Effects of methylenetetrahydrofolate reductase single-nucleotide polymorphisms on breast, cervical, ovarian, and endometrial cancer susceptibilities

• Main Authors: Zheng Wang, Kai Li, Ling Ouyang, Hidasa Iko, Ahmad Javid Safi, Shan Gao
• Format: Article
• Language: English
• Published: KeAi Communications Co., Ltd. 2021-09-01
• Series: Chronic Diseases and Translational Medicine
• Subjects: Methylenetetrahydrofolate reductase; Breast cancer; Female genital neoplasms; Polymorphism; Meta-analysis
• Online Access: http://www.sciencedirect.com/science/article/pii/S2095882X21000463

Background: Recent studies identifying methylenetetrahydrofolate reductase (MTHFR) polymorphisms associated with breast cancer (BC), ovarian cancer (OC), cervical cancer, and endometrial cancer (EC) have reported conflicting results and been underpowered.
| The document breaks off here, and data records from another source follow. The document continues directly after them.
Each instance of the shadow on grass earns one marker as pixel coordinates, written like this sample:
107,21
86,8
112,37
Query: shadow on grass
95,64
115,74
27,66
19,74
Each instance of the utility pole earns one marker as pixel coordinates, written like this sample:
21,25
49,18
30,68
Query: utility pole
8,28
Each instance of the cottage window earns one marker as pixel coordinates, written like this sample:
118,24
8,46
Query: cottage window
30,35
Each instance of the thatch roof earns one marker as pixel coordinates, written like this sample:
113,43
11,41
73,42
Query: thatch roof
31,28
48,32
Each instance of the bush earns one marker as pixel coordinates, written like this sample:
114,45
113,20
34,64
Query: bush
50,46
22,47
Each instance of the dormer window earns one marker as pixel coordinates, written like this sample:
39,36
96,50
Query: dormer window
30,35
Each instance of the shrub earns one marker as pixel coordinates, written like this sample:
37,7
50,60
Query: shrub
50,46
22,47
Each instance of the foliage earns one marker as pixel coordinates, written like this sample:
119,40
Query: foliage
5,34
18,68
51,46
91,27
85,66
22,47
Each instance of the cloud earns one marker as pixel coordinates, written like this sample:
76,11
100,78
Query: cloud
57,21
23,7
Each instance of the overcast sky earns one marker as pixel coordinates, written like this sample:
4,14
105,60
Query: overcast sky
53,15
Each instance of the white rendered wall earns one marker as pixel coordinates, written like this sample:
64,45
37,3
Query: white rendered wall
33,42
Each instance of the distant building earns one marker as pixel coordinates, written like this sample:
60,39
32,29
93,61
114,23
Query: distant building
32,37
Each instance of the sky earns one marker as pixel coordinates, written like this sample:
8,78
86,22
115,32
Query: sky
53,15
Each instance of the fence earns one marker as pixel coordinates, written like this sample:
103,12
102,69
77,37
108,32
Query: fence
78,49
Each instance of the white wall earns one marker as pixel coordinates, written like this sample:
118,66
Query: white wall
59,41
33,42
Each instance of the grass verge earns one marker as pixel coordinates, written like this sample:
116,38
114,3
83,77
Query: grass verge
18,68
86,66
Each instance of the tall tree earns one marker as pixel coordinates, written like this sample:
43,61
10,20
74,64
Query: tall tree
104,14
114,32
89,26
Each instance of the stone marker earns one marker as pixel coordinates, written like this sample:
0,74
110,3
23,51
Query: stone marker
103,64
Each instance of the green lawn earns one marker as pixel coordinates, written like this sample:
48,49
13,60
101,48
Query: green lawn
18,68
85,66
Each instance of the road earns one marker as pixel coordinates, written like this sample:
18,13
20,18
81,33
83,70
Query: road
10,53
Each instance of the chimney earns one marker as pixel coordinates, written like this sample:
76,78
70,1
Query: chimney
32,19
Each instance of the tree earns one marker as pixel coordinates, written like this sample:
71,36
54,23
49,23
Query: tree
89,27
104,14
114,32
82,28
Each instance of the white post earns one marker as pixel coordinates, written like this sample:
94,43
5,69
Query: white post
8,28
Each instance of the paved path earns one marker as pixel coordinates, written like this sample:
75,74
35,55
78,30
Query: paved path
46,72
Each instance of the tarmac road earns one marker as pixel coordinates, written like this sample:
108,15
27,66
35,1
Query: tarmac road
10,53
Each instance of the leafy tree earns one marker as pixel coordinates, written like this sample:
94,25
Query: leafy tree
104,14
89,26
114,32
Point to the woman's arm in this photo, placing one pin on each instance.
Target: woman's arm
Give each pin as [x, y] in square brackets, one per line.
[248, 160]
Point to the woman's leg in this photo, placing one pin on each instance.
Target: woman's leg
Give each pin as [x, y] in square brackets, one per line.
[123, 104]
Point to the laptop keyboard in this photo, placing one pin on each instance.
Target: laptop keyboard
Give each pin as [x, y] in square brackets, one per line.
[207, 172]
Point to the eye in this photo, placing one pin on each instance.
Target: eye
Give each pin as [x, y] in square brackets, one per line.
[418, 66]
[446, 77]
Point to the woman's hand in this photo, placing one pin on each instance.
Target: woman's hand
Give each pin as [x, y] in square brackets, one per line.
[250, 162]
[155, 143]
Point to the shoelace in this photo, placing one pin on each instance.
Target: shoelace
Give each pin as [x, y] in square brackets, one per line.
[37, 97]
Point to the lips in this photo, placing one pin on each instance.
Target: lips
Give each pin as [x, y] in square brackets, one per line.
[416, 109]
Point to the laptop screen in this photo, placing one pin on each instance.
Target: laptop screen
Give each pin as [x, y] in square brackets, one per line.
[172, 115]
To clarify the correlation between MTHFR mutations and these common female malignancies, we conducted a comprehensive meta-analysis incorporating all eligible publications. Methods: Relevant reports published before January 20, 2020, were retrieved from PubMed, Embase, the Cochrane Library, and the China National Knowledge Infrastructure databases. The odds ratio and 95% confidence interval summaries for the MTHFR 677C/T and 1298A/C polymorphisms in BC, OC, cervical cancer, and EC were estimated. Results: A total of 171 studies comprising 56,675 cancer cases and 67,559 controls were included. The results showed a markedly elevated risk of cancer susceptibility related to MTHFR 677C/T based on all genetic models. Similarly, we identified a significant correlation between 1298A/C mutation and cancer risk based on overall comparisons among all models, except the heterozygous model. Moreover, subgroup analysis by cancer type revealed a significantly increased risk of BC associated with 677C/T in the five models and of cervical cancer associated with 1298A/C in some models. Based on ethnicity, significant associations were observed between Asian, African, and mixed populations for 677C/T and the Asian population for 1298A/C. With regard to the sample type used for analysis, we detected a positive association between using blood as the DNA source and cancer risk for 677C/T in all genetic models and for 1298A/C in some genetic models. Further stratification of the results revealed that a notably increased risk was associated with the use of polymerase chain reaction-restriction fragment-length polymorphism or TaqMan as the genotyping method, as well as with the use of population-or hospital-based groups as the controls for 677C/T and 1298A/C, respectively. Conclusion: This meta-analysis suggests that MTHFR 677C/T and 1298A/C polymorphisms correlate with the risk of common gynecological cancers, with these findings potentially applicable for overall comparisons of related data.